POLICLINICO DI ABANO TERME: proclamato lo stato di agitazione

Padova -

 

Al Signor Prefetto

PADOVA


AL DIRETTORE

CASA DI CURA POLICLINICO ABANO TERME spa

Abano Terme


e, p.c. Alla Commissione di Garanzia

per l’attuazione dello Sciopero

nei Servizi Pubblici essenziali

ROMA – fax 06-67796408



OGGETTO: Dichiarazione dello Stato di agitazione; richiesta incontro di conciliazione e raffreddamento. Legge 146/90 e successive modificazioni.

Signor Prefetto, la scrivente O.S. con la presente, dichiara lo stato di agitazione sindacale e chiede l’incontro di conciliazione e raffreddamento previsto dalle norme citate in oggetto.

La Casa di Cura in indirizzo pur essendo di proprietà privata è sottoposta alla legge in oggetto.

Le motivazioni che ci spingono a dichiarare lo stato di agitazione e l’eventuale dichiarazione di sciopero sono le seguenti:


Mansioni superiori: Gli operatori socio sanitari della Sala operatoria, del Pronto Soccorso (sono costretti a uscire in ambulanza per gestire i codici gialli) sono tenuti a svolgere funzioni infermieristiche. Di notte e i festivi gli autisti e operatori socio sanitari devono svolgere funzioni da gessisti (funzione medica). Molti medici sono assunti con contratto da “assistenti” e svolgono invece funzioni da medico aiuto. (l’assistente medico dovrebbe supportare un medico aiuto e non svolgere funzioni autonomamente, come invece fanno).


Terapia intensiva: I 4 infermieri della terapia intensiva in turno, devono accudire fino a 15-16 pazienti. Per adempiere alle norme della sicurezza per pazienti e operatori (come previsto nella sanità pubblica) sarebbero invece necessario un infermiere ogni due pazienti. Ancor più grave la situazione dei medici: un solo anestesista è presente in turno ed è tenuto a gestire durante i festivi e le notti, le urgenze di tutti i reparti e i codici rossi del pronto soccorso. Per capirci ancora, nella sanità pubblica invece sono previsti nelle piante organiche 2 anestesisti per ogni turno con gli stessi posti letto.


Gravi problematiche relazionali: esistono nella struttura ospedaliera gravi problematiche relazionali tra Direzione e dipendenti; i lavoratori ci riferiscono di centinaia di procedimenti disciplinari negli ultimi tre anni…non esiste un ufficio risorse umane che possa ascoltare le difficoltà dei Reparti e Servizi per porre delle mediazioni. Funziona bene invece il metodo delle “minacce e intimidazioni” e viene promosso con coloro che rivendicano un minimo di dignità e sicurezza lavorativa. Segue______>>>>


Ricoveri ospedalieri: il 90% dei ricoveri sono programmati e extraregionali per ovvi motivi economici. Questo determina l’intasamento frequente del Pronto Soccorso, con pazienti “parcheggiati” in quel Reparto d’accesso su letti e barelle anche per due giorni.

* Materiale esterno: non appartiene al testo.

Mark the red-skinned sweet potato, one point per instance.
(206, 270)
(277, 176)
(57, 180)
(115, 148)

Servizio di Radiologia: la Direzione ha imposto che diversi esami radiologici anche ad alto rischio (invasivi), vengano effettuati senza la presenza necessaria del medico radiologo.


Carichi di lavoro: in diversi reparti i dipendenti sono soggetti a condizioni lavorative veramente difficili in quanto non viene riconosciuta la reale quantificazione dei loro carichi di lavoro. E ovviamente non vengono implementate con personale aggiuntivo le piante organiche.

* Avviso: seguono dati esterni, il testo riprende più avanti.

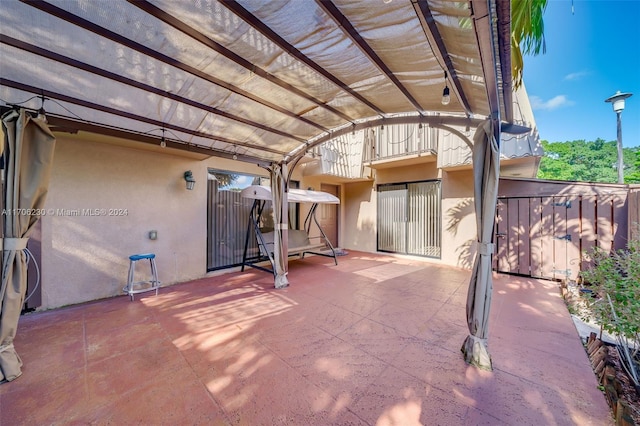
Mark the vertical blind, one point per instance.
(409, 218)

Comportamento riguardante le relazioni sindacali: la scrivente o.s. ha chiesto più volte di incontrare la direzione aziendale ma questa si è sempre rifiutata. Vale la pena di ricordare che la scrivente ha numerosi iscritti sia tra il personale medico che infermieristico e assistenziale.


Visto le norme vigenti in materia la presente dichiarazione comporta la convocazione delle parti, sindacale e aziendale entro 5 giorni dalla presente, precisando che le norme in materia prevedono che durante il tentativo di conciliazione e raffreddamento le parti non intraprendono atti unilaterali.

Restando in attesa di convocazione ufficiale si porgono distinti saluti.